I completely ignored Buffy when broadcast. Why would I want to watch some little white girl named Buffy no less, for an hour out of my life? Please. I'll pass. I ignored it for 5 years.
Then...
I was home sick as a dog on, like, Thanksgiving or New Years Day or somesuch, and FX ran a marathon. They didn't just run a regular marathon. Apparently fans picked the episodes to air and the order. I caught the two parter inaugural episodes of of Season 1 -- Welcome to the Hellmouth and The Harvest.
There is a scene in The Harvest. Jesse, geeky friend to geeky friends Xander and Willow, has been turned into a vampire. He's at the Bronze (local teen club), stalking Cordelia, the uber-popular girl bitch who in the past had been downright cruel in spurning his advances. Vampire Jesse watches her dancing and when a slow song comes on, he walks over, takes her hand and starts dancing. Unaware that Jesse is a vampire or indeed that vampires exist, Cordelia reverts to mean girl mode and says "Hello, Caveman Brain...." and continues to whine abuse at him. He fixes his deep vampire sex eyes on her and says "Shut up," and Cordelia melts and says "Okay. One dance."
I laughed my ass off and was hooked. Despite my awful illness, I think I stayed up 24 hours watching every episode they broadcast. I felt like the universe had let me down. Why didn't anyone tell me Buffy the Vampire Slayer was like this: well written tight as a drum story telling with suspense, humor and heartbreak. I felt really cheated and kind of ashamed of myself that I judged the show so harshly based on the title and what I thought it was. Bad. Bad me.

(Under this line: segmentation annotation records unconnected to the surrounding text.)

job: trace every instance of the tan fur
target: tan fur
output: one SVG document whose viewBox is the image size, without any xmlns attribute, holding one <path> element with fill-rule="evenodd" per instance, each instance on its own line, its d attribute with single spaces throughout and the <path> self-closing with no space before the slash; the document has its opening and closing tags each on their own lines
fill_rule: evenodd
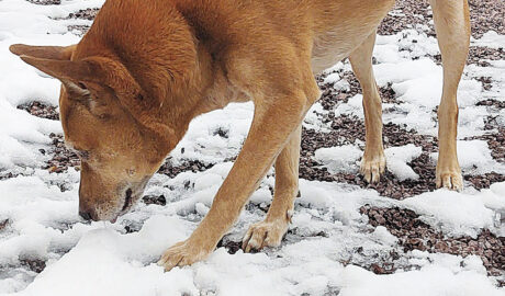
<svg viewBox="0 0 505 296">
<path fill-rule="evenodd" d="M 433 0 L 444 59 L 437 185 L 461 187 L 456 90 L 469 46 L 465 0 Z M 251 100 L 255 115 L 213 206 L 166 270 L 205 259 L 276 162 L 276 192 L 244 249 L 279 246 L 298 193 L 301 123 L 319 98 L 314 73 L 350 56 L 363 88 L 367 148 L 361 170 L 384 170 L 380 96 L 371 68 L 375 29 L 393 0 L 108 0 L 71 47 L 13 45 L 26 62 L 63 81 L 66 140 L 82 160 L 79 209 L 114 220 L 195 116 Z"/>
</svg>

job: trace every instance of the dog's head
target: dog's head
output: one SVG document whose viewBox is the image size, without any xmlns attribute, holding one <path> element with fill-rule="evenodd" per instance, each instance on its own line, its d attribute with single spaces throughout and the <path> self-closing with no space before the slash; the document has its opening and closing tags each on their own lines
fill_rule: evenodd
<svg viewBox="0 0 505 296">
<path fill-rule="evenodd" d="M 63 82 L 59 112 L 65 139 L 81 158 L 80 215 L 115 220 L 142 196 L 180 133 L 164 122 L 160 102 L 113 57 L 76 57 L 76 46 L 10 49 Z"/>
</svg>

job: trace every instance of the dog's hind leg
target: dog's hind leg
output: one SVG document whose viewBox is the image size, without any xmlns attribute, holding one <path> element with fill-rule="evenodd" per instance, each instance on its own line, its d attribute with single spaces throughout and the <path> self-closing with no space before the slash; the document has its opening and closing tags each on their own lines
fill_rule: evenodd
<svg viewBox="0 0 505 296">
<path fill-rule="evenodd" d="M 278 247 L 288 231 L 294 198 L 299 192 L 299 162 L 302 126 L 298 128 L 276 160 L 276 190 L 263 221 L 249 227 L 243 240 L 246 252 Z"/>
<path fill-rule="evenodd" d="M 385 169 L 382 145 L 382 102 L 372 69 L 375 31 L 349 56 L 352 70 L 363 90 L 366 147 L 361 173 L 369 183 L 377 183 Z"/>
<path fill-rule="evenodd" d="M 470 46 L 467 0 L 431 0 L 435 29 L 444 64 L 444 90 L 438 106 L 437 187 L 461 190 L 461 169 L 456 139 L 458 132 L 457 90 Z"/>
</svg>

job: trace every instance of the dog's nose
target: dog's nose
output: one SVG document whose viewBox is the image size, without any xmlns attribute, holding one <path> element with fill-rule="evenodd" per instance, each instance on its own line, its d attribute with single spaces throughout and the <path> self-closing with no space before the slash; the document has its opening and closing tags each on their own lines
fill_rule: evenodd
<svg viewBox="0 0 505 296">
<path fill-rule="evenodd" d="M 91 214 L 89 212 L 79 210 L 79 216 L 81 216 L 87 221 L 91 220 Z"/>
</svg>

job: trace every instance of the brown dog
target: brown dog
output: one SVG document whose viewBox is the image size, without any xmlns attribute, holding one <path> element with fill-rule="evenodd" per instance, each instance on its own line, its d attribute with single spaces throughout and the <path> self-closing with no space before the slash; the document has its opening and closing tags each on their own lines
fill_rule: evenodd
<svg viewBox="0 0 505 296">
<path fill-rule="evenodd" d="M 27 64 L 61 80 L 66 141 L 82 160 L 80 215 L 114 220 L 199 114 L 252 100 L 247 140 L 214 204 L 166 270 L 206 258 L 276 163 L 274 197 L 244 249 L 279 246 L 298 193 L 301 123 L 319 98 L 314 73 L 350 57 L 363 89 L 367 146 L 361 171 L 385 168 L 381 99 L 371 56 L 394 0 L 109 0 L 70 47 L 13 45 Z M 457 88 L 469 49 L 465 0 L 431 0 L 444 60 L 437 186 L 462 186 L 456 155 Z M 281 73 L 281 75 L 279 75 Z"/>
</svg>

The finale to Season 5, entitled "The Gift" is, in my opinion, the best hour ever written for television. Watching each time, I whisper to myself "That's the bravest thing I have ever seen."
I gobbled up all things Buffy. I descended into deep nerdy geekdom and started writing for a fictional role playing website (now defunct) called LA By Night, which based its environment on the Buffyverse but in which you designed and wrote your own characters. The character I designed was a 200 year old vampire named Parasol. Hmmm. Maybe I'll revive her on an alternative blog. She was a good character.
I wore my zombie cult follower badge proudly. I proselytized about Buffy every chance I got, bringing several members into the fold. I went to comic cons. I paid big money to go to the John Kerry fundraiser creator Joss Whedon threw where I talked to him for, oh, 35 seconds and walked away renewed. I got tix to the broadcast of the last episode at the Hollywood Athletic Club with about 1500 of my fellow zombie cult followers. I found I liked my fellow zombie cult followers tremendously -- conversations with those who shared my obsession were long, deep, thoughtful and bonding. I bought books, magazines, action figures (yes, action figures that are STILL in the original packaging, you Philistines). No. I am not ashamed.
Every year, I hold a 10 day marathon of the entire series which, of course, I have on DVD. Each year, I learn and see something new about the Buffyverse and myself. What I perhaps glossed over last year when I watched, now has meaning and substance this year because of where I am in my life...even at 52. No. No. I am not ashamed.
The creator of Buffy is Joss Whedon who, if you're going by me, is a god walking amongst us. He can write the hell out of a scene and he gets women. He gets how women relate to men. He gets how women can't relate to men. He gets how strong women are naturally. He gets that women are no less human than men. He gets me. How do I know? Because I cannot count the times I've been watching Buffy weeping bitter salty tears on my couch going "Yeah, Buffy girl. I know. I know. I know." And Joss wrote and created that. He is brilliant and I throw the gauntlet at the feet of anyone who says otherwise in my presence. No. No. No. I am not ashamed.
(Here is an interview with Joss at Salon.)
He has a new series on Fox called Dollhouse, starring Eliza Dushku who played my favorite character in Buffy -- evil slayer Faith. It premiers Friday. Because I promised tribute to whatever entity governs television marketing, Hulu will have it up the next day.
I'll be stalking Hulu at 12:01 a.m. on Saturday morning.
I RECORDED IT ALONG WITH SARAH CONNOR CHRONICLES!! WE'LL TALK!!